Empresas doam remédios perto de vencer, se livram do custo do descarte e têm R$ 66 milhões em isenções

A Prefeitura de São Paulo está distribuindo à população remédios doados por empresas com vencimento próximo. Os medicamentos com a data de validade curta também estão se acumulando nas prateleiras de UBSs visitadas pela reportagem da CBN em várias regiões da cidade. Em troca das doações, as empresas tiveram quase R$ 66 milhões em isenção de ICMS e ainda se livraram dos custos do descarte dos produtos.

 

Os remédios começaram a ser doados em fevereiro, quando doze fabricantes entregaram 165 tipos que custariam R$ 35 milhões se comprados pela Prefeitura. Mas a ação teve recompensas: após um acordo entre as gestões Doria e Alckmin, as empresas ganharam isenção no ICMS por três meses. Nesse período, deixaram de pagar R$ 66 milhões em impostos. E os benefícios não terminam aí: o custo pelo descarte de medicamentos foi transferido das empresas para a prefeitura.

 

Os fabricantes não podem vender remédios com data de validade inferior a doze meses para farmácias e hospitais privados. Mas, pelo acordo com a prefeitura, eles podem entregar esses medicamentos nas unidades públicas. Isso porque o edital das doações não faz essa exigência, apenas pede que tenham data de validade preferencialmente superior a seis meses.
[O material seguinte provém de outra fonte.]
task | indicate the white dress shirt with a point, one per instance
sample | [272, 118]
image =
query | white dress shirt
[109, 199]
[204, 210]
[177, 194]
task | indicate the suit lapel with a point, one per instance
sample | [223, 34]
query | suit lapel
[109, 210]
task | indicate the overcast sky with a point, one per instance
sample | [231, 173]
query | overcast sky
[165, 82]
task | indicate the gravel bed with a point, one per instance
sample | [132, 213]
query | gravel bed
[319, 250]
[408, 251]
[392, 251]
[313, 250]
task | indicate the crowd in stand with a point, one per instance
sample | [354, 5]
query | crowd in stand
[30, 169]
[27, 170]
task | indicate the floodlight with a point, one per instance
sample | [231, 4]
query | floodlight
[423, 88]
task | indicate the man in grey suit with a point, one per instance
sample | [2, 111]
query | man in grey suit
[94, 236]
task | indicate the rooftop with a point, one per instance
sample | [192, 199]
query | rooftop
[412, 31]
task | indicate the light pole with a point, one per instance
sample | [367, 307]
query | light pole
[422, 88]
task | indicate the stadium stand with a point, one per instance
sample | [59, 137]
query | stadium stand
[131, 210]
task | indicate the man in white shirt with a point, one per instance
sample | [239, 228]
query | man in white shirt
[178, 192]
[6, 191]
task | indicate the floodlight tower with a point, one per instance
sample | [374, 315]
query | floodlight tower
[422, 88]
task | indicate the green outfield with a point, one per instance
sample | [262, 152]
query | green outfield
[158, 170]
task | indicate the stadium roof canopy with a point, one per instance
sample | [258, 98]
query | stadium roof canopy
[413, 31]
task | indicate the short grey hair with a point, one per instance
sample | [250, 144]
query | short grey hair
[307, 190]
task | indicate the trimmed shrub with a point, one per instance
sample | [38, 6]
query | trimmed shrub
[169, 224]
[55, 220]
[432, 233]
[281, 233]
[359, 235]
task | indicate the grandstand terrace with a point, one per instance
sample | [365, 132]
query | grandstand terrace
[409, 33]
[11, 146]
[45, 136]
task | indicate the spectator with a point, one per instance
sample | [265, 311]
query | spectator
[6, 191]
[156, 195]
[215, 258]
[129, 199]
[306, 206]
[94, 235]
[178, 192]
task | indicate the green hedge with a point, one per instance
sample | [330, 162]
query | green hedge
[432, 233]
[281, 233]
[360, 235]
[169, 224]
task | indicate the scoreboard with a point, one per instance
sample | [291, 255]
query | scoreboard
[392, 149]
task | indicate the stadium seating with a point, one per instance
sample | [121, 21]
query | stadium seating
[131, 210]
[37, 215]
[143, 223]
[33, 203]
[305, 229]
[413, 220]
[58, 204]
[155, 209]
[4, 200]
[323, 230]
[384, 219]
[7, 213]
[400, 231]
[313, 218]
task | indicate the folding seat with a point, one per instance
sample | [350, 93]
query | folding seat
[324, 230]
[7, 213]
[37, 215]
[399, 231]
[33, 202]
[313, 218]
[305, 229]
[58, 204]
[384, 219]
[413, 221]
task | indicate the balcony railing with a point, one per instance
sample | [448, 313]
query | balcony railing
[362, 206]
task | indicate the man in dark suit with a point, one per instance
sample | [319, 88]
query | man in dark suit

Na mesma publicação no Diário Oficial, vem determinada a compra de remédios somente com garantia de pelo menos um ano. 

 

Quatro meses depois das doações, há remédios acumulados nas unidades básicas de saúde com vencimento para agosto, julho, ou mesmo para junho.

 

A reportagem da CBN percorreu UBSs em todas as regiões da cidade e encontrou medicamentos de uso contínuo com prazo de validade em cima, principalmente os controlados. O Clonazepam, para pacientes que sofrem de epilepsia, estava sendo distribuído a dois meses do vencimento. Já o Omeoprazol, para o estômago, a Amtriptilina, antidepressivo, e a Espironolactona, que trata a hipertensão, além do antifúngico Fluconazol, vencem em julho. E tem até mesmo remédio que nem vai ser usado até o fim, porque tem 30 comprimidos com prazo para junho, a exemplo da Claritromicina, um antibiótico . 

 

Depois do vencimento, os laboratórios não garantem mais a capacidade de eficácia e segurança, já que os testes só são feitos levando em consideração a vida útil do produto. 

 

Sueli Aparecida retirou Omeprazol para mãe dela, na UBS Braz Leme, e teve que adiantar a cartela pra não passar da data: “Tem que tomar esse mês, né? Porque o mês que vem, o mês de julho, já não dá, né? Vai ter que tomar em junho. Você entendeu a minha estranheza? Eu pegava antes mais novos do que eu peguei agora recentemente. Eu acho mais seguro, né? Você vai comprar um remédio, você não vai procurar uma coisa que tá quase pra vencer…".

 

Antes mesmo de a prefeitura abrir o chamamento público, a Cristália, gigante no setor, fez a proposta das doações. Essa foi a solução do município para contornar um projeto polêmico, que pretendia fechar farmácias dos postos de saúde. 

 

Para o coordenador do Conselho Regional de Farmácia, Raphael Figueiredo, o custo do descarte, assumido pela prefeitura, pode sair caro: "A questão de doação é um perigo, porque às vezes você tá achando que tá recebendo uma doação, que ela tá sendo benéfica, por outro lado você vai ter que pagar para destinar depois. E isso acaba gerando um custo – então a coisa acaba sendo pior do que antes", afirma.

 

 

Cada quilo de medicamento custa cerca de 20 reais para ser incinerado

 

A CBN pediu uma entrevista à Secretaria de Saúde, mas a resposta veio em nota. A pasta informou que a maioria dos que acabam descartads não é distribuída pela rede pública, mas sim entregue pela população em UBS. De acordo com a Secretaria, o prazo de validade dos remédios doados deve ser superior a seis meses, embora o edital publicado no Diário Oficial não faça essa exigência.

 

A gestão Dória congelou mais de R$ 1,8 bilhão da Saúde nos quatro primeiros meses do ano, o que representa quase 20% do orçamento disponível para o período.